Though we do not understand one another, and I speak nothing of the language she is a native to, we still talk, if you can imagine, and we talk quite frequently! She and I chatter at one another as often as we breathe, it seems sometimes, and Father Bele, bless his soul, says we talk more than actual sisters do! How delightful!
Eiren smiled sadly at this and wondered if the Lord only brought on staff from outside of the country. Was this serving girl perhaps from Severin's homeland?
The fate of the maid was briefly decided in a few short words.
She is gone from us now. Dearest Eli told me she had given herself for our Great Ones, our gods of light and silence. Although I dare not say this to him, it saddens me that someone with so much light of her own should be forced to give it up for those who do not give up anything for us.
Oh, how silly I am! I have just spoken with Father Bele, and he has comforted me most kindly in this. He chastised me as gently as he dared, but reminded me of the sacrifices many the Golden and Silent Ones have given. "Life," he said, much the way my father would have, had his sweet person still lived to this day, "costs life, and she gave as much as they would have.
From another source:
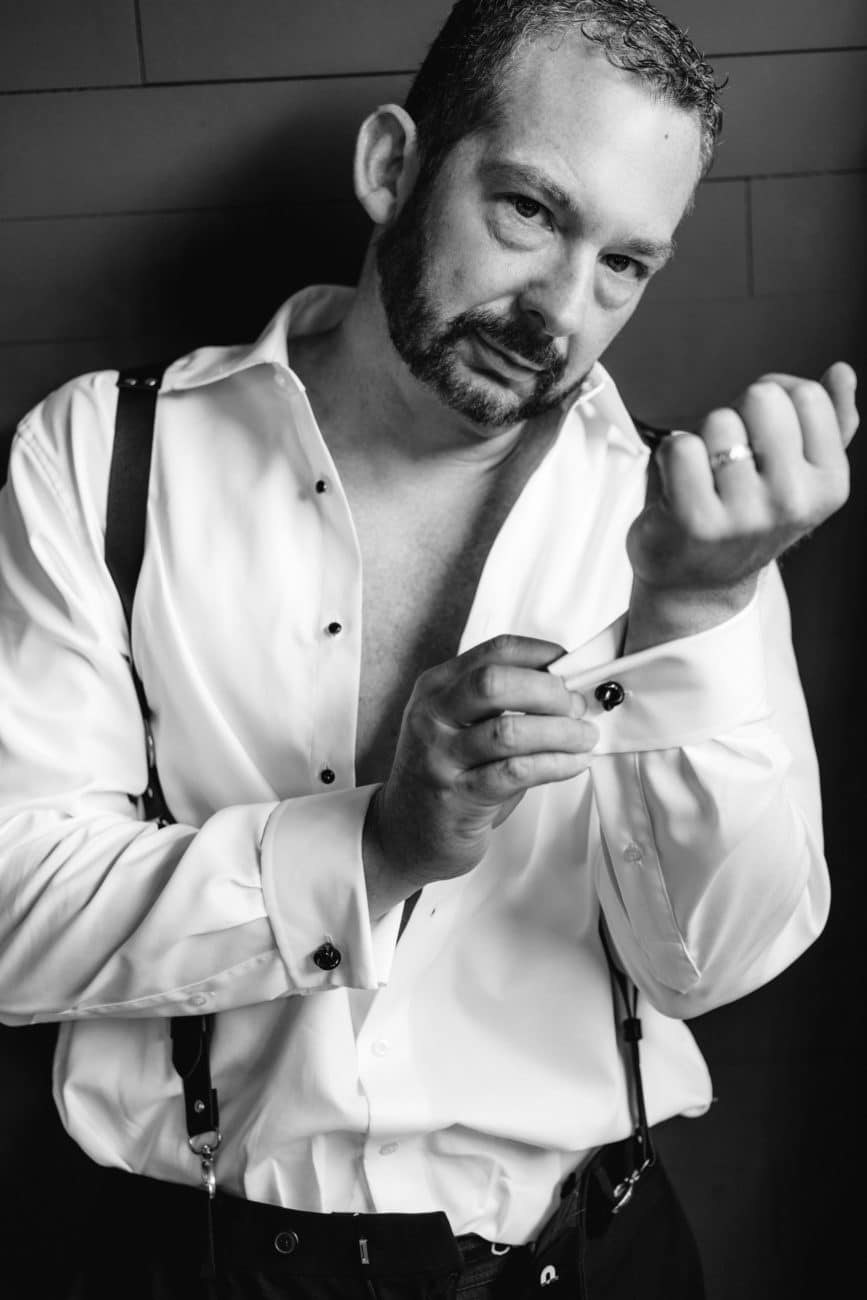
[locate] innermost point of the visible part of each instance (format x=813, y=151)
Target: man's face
x=507, y=276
There is no greater honor." I am much comforted by this, and although I miss her dearly, I shall be forever proud of her sacrifice.
Eiren stared at the page in horror. Was the maid... killed? Had she died under some horrible religious pretense? Eiren swallowed and wiped at his brow, covered in damp, cold sweat. The clockwork presence of the sculptor swam to the forefront of his mind, and he looked up and shivered. Just how was he, a foreigner as much as the maid, but still living, a part of this wild tale?
At that moment, the priest screamed something rather shrilly, exasperation filtering through all of the walls and rattling around in every room. Eiren flinched and huffed in annoyance, but the sound reminded him that he should not wait much longer in here. He had already been roaming the halls for many hours, and reading the Lady's journal had rapidly stolen nearly a half-hour from the day.
He stood up and tucked the journal under his arm, gently behind his own notebook, and quietly slid out of the room, smiling grimly as the dearest Father Bele screeched at another victim of his frustration.